AWS AppSync Best Practices

AWS AppSync is a serverless offering from AWS that allows you to create scalable and efficient GraphQL APIs. It is fully managed, meaning that you don't need to worry about managing infrastructure or servers.

Like any other service, there are some best practices that you should follow to make sure that your APIs remain secure, maintainable, and scaleable. In this blog post, I'd like to share the best practices I learned after several years of practice.

Avoid Lambda Resolvers

AWS AppSync integrates directly with 6 data sources outside Lambda: DynamoDB, OpenSearch, EventBridge, HTTP, Amazon RDS, and None (a special data source that does not connect to any store). If you only need to interact with any of those sources, use them. The benefits are the following:

Lower latency: By interacting directly with the data source, you remove one "hop" in the data flow, and you also avoid Lambda cold starts. Your API will feel faster and more responsive to the end user.
Lower cost: Even if your Lambda functions are warm, you are still billed for invocation and runtime. By removing Lambda, you will only be billed for the invoked underlying data store (e.g. DynamoDB).
Maintenance & Monitoring: Removing a Lambda function will also lower the burden and cost of maintenance and observability. It's one thing less to monitor in your system.

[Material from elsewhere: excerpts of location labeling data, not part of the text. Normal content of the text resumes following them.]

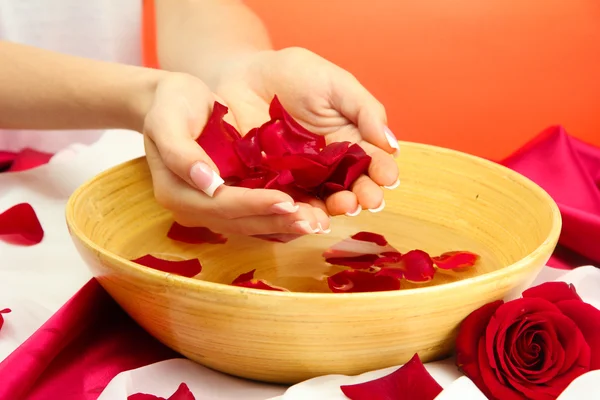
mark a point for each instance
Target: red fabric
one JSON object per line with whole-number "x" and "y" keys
{"x": 78, "y": 351}
{"x": 90, "y": 340}
{"x": 569, "y": 170}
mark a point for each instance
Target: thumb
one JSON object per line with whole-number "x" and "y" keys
{"x": 354, "y": 102}
{"x": 172, "y": 129}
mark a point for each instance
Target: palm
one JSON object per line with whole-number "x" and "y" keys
{"x": 308, "y": 88}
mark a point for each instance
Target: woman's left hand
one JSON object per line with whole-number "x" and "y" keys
{"x": 326, "y": 100}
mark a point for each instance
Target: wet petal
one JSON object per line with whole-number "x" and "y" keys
{"x": 194, "y": 235}
{"x": 187, "y": 268}
{"x": 415, "y": 266}
{"x": 357, "y": 262}
{"x": 376, "y": 238}
{"x": 455, "y": 260}
{"x": 247, "y": 280}
{"x": 356, "y": 281}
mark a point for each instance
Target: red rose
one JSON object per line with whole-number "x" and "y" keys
{"x": 532, "y": 347}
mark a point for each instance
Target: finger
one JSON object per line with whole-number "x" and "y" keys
{"x": 229, "y": 202}
{"x": 369, "y": 194}
{"x": 383, "y": 169}
{"x": 172, "y": 128}
{"x": 344, "y": 202}
{"x": 355, "y": 102}
{"x": 306, "y": 221}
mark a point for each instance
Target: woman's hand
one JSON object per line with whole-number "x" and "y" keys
{"x": 185, "y": 180}
{"x": 326, "y": 100}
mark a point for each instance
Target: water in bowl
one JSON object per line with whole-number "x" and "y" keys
{"x": 299, "y": 265}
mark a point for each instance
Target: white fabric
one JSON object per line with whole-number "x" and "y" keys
{"x": 108, "y": 30}
{"x": 36, "y": 281}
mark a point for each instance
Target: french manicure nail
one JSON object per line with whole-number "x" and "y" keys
{"x": 394, "y": 185}
{"x": 285, "y": 208}
{"x": 328, "y": 230}
{"x": 392, "y": 140}
{"x": 304, "y": 227}
{"x": 378, "y": 209}
{"x": 355, "y": 212}
{"x": 205, "y": 178}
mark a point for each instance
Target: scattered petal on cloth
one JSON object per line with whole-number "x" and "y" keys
{"x": 23, "y": 160}
{"x": 569, "y": 170}
{"x": 5, "y": 311}
{"x": 182, "y": 393}
{"x": 410, "y": 382}
{"x": 163, "y": 377}
{"x": 20, "y": 225}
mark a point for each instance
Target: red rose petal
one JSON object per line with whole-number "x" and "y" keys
{"x": 411, "y": 382}
{"x": 415, "y": 266}
{"x": 6, "y": 160}
{"x": 356, "y": 281}
{"x": 471, "y": 330}
{"x": 248, "y": 149}
{"x": 491, "y": 387}
{"x": 281, "y": 155}
{"x": 553, "y": 292}
{"x": 28, "y": 158}
{"x": 182, "y": 393}
{"x": 352, "y": 248}
{"x": 306, "y": 173}
{"x": 194, "y": 235}
{"x": 247, "y": 280}
{"x": 246, "y": 276}
{"x": 5, "y": 311}
{"x": 455, "y": 260}
{"x": 20, "y": 225}
{"x": 354, "y": 164}
{"x": 187, "y": 268}
{"x": 357, "y": 262}
{"x": 587, "y": 319}
{"x": 217, "y": 140}
{"x": 271, "y": 139}
{"x": 300, "y": 140}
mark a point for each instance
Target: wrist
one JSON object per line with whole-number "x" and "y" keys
{"x": 140, "y": 96}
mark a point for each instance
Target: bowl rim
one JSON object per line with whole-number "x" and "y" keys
{"x": 221, "y": 288}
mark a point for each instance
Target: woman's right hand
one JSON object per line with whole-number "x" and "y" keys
{"x": 186, "y": 181}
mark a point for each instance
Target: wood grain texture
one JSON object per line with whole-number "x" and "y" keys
{"x": 446, "y": 200}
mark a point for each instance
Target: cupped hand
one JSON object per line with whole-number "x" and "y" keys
{"x": 187, "y": 183}
{"x": 326, "y": 100}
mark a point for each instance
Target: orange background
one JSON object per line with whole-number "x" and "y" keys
{"x": 479, "y": 76}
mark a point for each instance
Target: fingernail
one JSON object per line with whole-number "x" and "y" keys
{"x": 285, "y": 208}
{"x": 355, "y": 212}
{"x": 205, "y": 178}
{"x": 392, "y": 140}
{"x": 381, "y": 207}
{"x": 328, "y": 230}
{"x": 393, "y": 186}
{"x": 304, "y": 227}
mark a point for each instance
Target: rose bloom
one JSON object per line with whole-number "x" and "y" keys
{"x": 532, "y": 347}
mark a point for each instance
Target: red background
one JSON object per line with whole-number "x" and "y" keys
{"x": 479, "y": 76}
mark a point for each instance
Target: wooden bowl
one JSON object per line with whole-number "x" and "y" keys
{"x": 447, "y": 200}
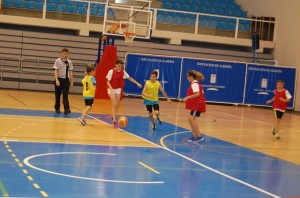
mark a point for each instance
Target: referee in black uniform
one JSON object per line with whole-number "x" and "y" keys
{"x": 63, "y": 74}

In the early days, the dreaded VTL language has often been a reason - ahem, an excuse - to use Lambda functions. Today, with support for JS resolvers and its utility package, it has become easier than ever to write blazing-fast resolvers. And if you prefer, it is even possible to write AppSync resolvers in TypeScript.

Don't use Direct Lambda Resolver

I just explained why you should avoid Lambda resolvers, but sometimes you have no other choice. You might need to run complex business logic, invoke unsupported data sources (are you sure about that?), you are limited by the APPSYNC_JS runtime, or just prefer writing resolvers in your favorite language. If you do so, using the direct Lambda integration might be tempting. Don't.

The biggest problem with the direct Lambda integration is that it moves the handling of the GraphQL response back to the Lambda function. This is especially a problem for error handling because it means that if you want to return an error to the user, you must throw an error from the lambda function code. This raises several issues:

Less control over the error returned in the request

AWS AppSync allows you to return detailed errors using the util.error helper function. This gives you more flexibility on what you want to return to the user, and how. A thrown error offers less flexibility. Worst, it might leak information about your implementation to the outside world. You also can't control which error to return. For example, AppSync has a special util.unauthorized() error util that you can use to notify the user about unauthorized access.

It messes with Observability

Do you want to be woken up in the middle of the night because a user sent an invalid request? Throwing errors from the Lambda function will count as a failed execution. It will show up as such in your metrics and might trigger alarms unnecessarily. Controlled errors (i.e. Unauthorized, NotFound, ValidationError, etc) should not cause the Lambda function to fail. Only code errors (a.k.a. bugs) should.

What to do instead?

Instead of throwing errors from the Lambda function, return them as part of the response payload.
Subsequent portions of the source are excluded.